LightForge Output

Introduction and output structure overview

LightForge offers a variety of outputs to analyze charge transport and exciton dynamics. This page offers an overview over all (or at least most) outputs. Depending on the setup of your simulation, some files may or may not be generated during your LightForge run.

Output can be found in the "results" folder in the runtime directory or alternatively in the downloaded "" archive.

  • results/experiments/: This subdirectory contains output of the "virtual measurements", e.g.

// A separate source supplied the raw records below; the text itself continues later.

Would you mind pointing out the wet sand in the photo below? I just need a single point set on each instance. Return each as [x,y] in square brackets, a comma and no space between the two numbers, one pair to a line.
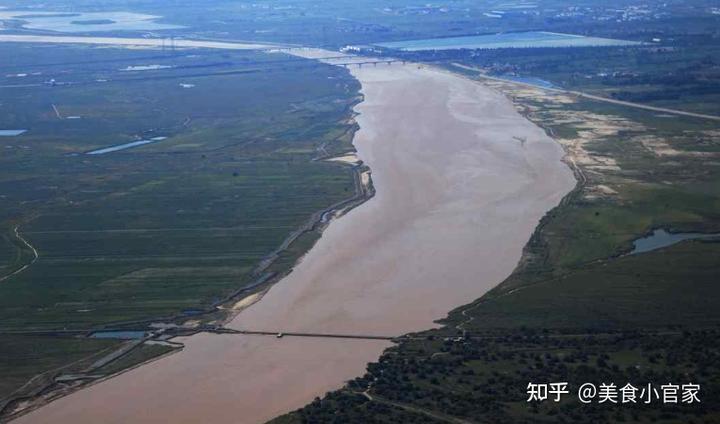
[457,199]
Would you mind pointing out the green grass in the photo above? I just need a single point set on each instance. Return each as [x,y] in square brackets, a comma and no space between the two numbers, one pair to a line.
[575,309]
[26,356]
[166,229]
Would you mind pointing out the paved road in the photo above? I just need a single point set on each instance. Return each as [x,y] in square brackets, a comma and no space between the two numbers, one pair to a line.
[598,98]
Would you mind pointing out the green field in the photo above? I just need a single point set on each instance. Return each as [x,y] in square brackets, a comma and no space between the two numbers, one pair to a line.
[576,309]
[161,230]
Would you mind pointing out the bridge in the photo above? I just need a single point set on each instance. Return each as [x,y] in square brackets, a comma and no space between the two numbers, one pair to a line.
[280,334]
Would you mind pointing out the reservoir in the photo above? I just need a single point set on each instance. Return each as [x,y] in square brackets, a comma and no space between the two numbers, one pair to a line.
[661,238]
[457,199]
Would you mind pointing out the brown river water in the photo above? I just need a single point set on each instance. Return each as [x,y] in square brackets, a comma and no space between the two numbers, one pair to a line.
[457,199]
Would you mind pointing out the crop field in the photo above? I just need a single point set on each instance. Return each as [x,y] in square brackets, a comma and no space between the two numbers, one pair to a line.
[167,228]
[531,39]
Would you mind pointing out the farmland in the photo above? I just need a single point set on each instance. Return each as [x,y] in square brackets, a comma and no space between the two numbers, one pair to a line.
[159,230]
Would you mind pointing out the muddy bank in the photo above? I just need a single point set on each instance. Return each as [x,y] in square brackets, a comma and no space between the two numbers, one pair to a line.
[461,181]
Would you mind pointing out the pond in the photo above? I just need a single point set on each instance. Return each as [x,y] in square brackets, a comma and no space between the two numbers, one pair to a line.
[11,133]
[86,22]
[118,147]
[661,238]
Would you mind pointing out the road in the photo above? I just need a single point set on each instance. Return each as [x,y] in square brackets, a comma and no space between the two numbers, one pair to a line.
[594,97]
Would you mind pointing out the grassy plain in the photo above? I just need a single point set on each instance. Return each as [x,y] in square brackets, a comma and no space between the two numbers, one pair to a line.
[577,308]
[165,229]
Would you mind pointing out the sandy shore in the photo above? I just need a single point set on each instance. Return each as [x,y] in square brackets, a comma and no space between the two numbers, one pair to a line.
[457,199]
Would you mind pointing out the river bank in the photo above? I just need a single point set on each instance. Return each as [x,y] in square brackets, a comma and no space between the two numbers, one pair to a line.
[461,181]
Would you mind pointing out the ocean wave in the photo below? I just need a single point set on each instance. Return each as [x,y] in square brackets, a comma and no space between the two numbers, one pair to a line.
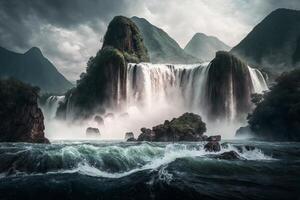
[109,161]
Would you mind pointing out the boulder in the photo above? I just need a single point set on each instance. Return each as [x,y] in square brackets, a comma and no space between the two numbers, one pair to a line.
[230,155]
[246,147]
[124,115]
[99,120]
[132,139]
[214,138]
[21,120]
[187,127]
[92,132]
[212,146]
[129,135]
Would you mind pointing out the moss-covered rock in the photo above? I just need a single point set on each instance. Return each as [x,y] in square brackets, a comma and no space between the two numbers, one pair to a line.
[187,127]
[21,120]
[125,36]
[104,83]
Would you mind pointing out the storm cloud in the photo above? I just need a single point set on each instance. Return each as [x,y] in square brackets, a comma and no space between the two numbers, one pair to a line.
[68,32]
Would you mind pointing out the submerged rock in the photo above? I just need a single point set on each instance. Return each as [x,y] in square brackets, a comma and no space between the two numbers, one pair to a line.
[110,116]
[212,146]
[214,138]
[92,132]
[21,120]
[230,155]
[99,120]
[187,127]
[129,136]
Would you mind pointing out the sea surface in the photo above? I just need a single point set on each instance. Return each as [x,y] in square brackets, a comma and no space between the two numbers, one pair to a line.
[142,170]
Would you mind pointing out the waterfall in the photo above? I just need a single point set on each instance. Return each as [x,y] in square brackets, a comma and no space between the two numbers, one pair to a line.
[51,105]
[185,87]
[258,81]
[151,84]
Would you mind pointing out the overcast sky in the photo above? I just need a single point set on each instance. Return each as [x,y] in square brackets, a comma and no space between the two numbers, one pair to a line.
[69,31]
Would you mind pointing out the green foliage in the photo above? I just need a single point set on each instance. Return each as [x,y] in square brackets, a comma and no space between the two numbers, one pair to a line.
[14,95]
[278,115]
[125,36]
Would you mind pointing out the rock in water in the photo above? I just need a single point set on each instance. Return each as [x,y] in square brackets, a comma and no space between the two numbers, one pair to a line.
[92,132]
[212,146]
[99,120]
[105,79]
[230,155]
[129,136]
[214,138]
[187,127]
[21,120]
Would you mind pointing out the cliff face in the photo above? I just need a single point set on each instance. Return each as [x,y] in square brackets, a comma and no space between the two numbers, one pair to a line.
[161,47]
[104,83]
[229,87]
[33,68]
[21,120]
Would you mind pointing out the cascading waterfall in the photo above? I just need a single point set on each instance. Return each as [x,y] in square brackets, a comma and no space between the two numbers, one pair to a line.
[149,85]
[258,81]
[156,92]
[52,104]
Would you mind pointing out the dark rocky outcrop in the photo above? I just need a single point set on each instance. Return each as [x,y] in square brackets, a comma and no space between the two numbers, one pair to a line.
[99,120]
[277,116]
[212,146]
[214,138]
[161,47]
[187,127]
[228,87]
[92,132]
[99,86]
[129,136]
[21,120]
[243,132]
[230,155]
[205,47]
[32,68]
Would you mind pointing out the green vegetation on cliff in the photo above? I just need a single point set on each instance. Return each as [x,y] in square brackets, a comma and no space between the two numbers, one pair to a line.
[106,72]
[274,43]
[161,47]
[20,118]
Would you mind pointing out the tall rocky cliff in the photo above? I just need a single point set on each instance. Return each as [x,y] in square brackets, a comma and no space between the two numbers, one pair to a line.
[229,87]
[103,84]
[274,43]
[33,68]
[21,120]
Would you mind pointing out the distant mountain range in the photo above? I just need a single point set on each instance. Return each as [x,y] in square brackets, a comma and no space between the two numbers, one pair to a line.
[205,47]
[161,47]
[33,68]
[274,43]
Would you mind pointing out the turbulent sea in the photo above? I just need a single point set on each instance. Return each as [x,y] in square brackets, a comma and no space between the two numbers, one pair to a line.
[119,170]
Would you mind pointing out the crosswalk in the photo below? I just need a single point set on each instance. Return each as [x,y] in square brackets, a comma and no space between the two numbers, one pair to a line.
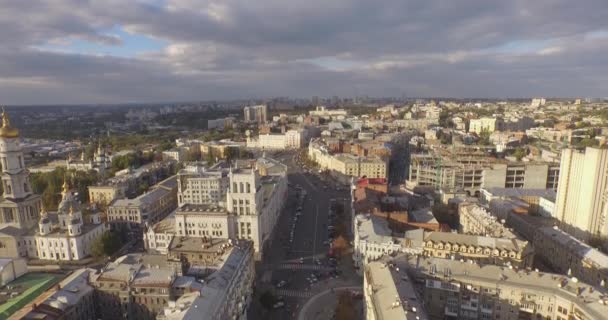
[294,293]
[297,266]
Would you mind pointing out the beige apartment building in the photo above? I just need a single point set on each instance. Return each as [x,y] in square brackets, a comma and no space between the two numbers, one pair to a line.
[476,220]
[582,197]
[459,290]
[348,164]
[471,174]
[149,207]
[484,250]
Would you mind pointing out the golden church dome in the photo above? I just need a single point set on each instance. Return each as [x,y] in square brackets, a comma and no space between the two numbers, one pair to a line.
[7,131]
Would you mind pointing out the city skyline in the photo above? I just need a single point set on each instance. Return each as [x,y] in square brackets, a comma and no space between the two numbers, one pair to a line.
[144,51]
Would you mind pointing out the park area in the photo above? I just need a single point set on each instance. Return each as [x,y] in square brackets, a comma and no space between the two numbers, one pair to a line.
[24,290]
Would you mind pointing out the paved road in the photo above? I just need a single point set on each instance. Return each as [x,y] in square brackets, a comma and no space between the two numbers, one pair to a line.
[282,261]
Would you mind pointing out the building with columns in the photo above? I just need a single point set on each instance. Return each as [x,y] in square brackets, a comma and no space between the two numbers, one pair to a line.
[254,197]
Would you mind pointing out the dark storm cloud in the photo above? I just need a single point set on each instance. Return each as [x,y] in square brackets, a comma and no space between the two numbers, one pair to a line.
[233,49]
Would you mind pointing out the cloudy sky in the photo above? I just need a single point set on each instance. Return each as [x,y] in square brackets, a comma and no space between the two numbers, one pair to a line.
[113,51]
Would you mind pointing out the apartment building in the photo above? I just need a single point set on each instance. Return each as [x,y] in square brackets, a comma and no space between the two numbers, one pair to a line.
[226,293]
[476,220]
[134,285]
[348,164]
[484,250]
[374,239]
[255,195]
[582,202]
[257,114]
[459,290]
[471,174]
[197,185]
[104,195]
[390,293]
[73,298]
[486,124]
[149,207]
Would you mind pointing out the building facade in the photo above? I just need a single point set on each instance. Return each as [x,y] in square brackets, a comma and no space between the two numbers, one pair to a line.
[582,197]
[150,207]
[257,114]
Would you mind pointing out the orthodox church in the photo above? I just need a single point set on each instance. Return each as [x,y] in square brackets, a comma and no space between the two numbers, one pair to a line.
[100,162]
[26,228]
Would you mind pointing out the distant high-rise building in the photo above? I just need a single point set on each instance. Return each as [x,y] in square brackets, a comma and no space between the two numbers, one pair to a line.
[258,114]
[582,196]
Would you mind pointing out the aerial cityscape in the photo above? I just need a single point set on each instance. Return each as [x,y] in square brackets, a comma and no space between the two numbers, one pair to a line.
[240,160]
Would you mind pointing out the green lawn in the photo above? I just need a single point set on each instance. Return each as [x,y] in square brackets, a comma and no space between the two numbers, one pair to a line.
[34,284]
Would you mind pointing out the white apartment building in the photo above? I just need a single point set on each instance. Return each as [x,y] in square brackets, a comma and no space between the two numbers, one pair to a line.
[476,220]
[197,185]
[323,112]
[158,237]
[389,292]
[373,239]
[225,295]
[279,141]
[582,196]
[255,196]
[348,164]
[485,124]
[257,114]
[460,290]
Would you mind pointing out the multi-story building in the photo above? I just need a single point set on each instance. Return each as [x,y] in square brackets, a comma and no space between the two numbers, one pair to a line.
[19,206]
[459,290]
[582,197]
[570,256]
[176,154]
[73,298]
[390,293]
[323,112]
[471,173]
[197,185]
[257,114]
[104,195]
[373,239]
[255,196]
[134,285]
[476,220]
[150,207]
[347,164]
[100,162]
[158,237]
[484,250]
[488,125]
[65,235]
[227,291]
[293,139]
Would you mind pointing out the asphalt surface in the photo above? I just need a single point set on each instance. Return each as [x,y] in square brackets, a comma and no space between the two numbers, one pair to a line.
[296,260]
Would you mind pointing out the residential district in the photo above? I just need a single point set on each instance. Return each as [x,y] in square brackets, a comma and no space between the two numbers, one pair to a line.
[338,209]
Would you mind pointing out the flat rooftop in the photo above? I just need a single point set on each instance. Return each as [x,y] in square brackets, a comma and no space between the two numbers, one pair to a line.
[391,284]
[493,276]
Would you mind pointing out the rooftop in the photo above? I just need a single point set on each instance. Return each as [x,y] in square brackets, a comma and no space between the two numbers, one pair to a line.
[583,295]
[473,240]
[581,249]
[549,194]
[394,296]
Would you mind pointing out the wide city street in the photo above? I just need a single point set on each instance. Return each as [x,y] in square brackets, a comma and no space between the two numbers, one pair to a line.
[297,266]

I-V, IQE, charge-carrier and exciton densities and information on excitonic processes.
  • results/material/: Here you can find analysis of material related properties such as energy levels distributions (band diagrams) or rates for Foerster and Dexter energy transport between molecular species.

The following documentation is roughly structured by physical categories instead of file directory. However, file directories are clearly indicated.

Current characteristics

Macroscopic device or layer characteristics, namely I-V, IQE and charge carrier mobility are located in the directory "results/experiments/current_characteristics". This folder contains pre-plotted figures labeled "IQE.png", "IV.png" and "mobility.png", displayed below, as well as raw-data in the following files:

  • current_density_*.dat: For each applied field, one file is generated, containing three rows: field in V/nm; current density in A/m2; standard deviation of the current density in A/m2
  • IQE_*.dat: contains IQE for one field, where IQE is computed by averaging over the IQE of all individual runs at this field. First column is the field in V/nm, second column the IQE.
  • IQE2_*.dat: Contains similar content to IQE_*.dat, however here the total number of generated excitons and emitted photons is averaged over all individual runs to compute the IQE. This data is plotted in "IQE.png"
  • IQE_all_currents.dat and IQE_all_fields.dat: IQE-compilation, where first column is current density in A/m2 or field in V/nm and the second column the IQE as computed in IQE2_*.dat.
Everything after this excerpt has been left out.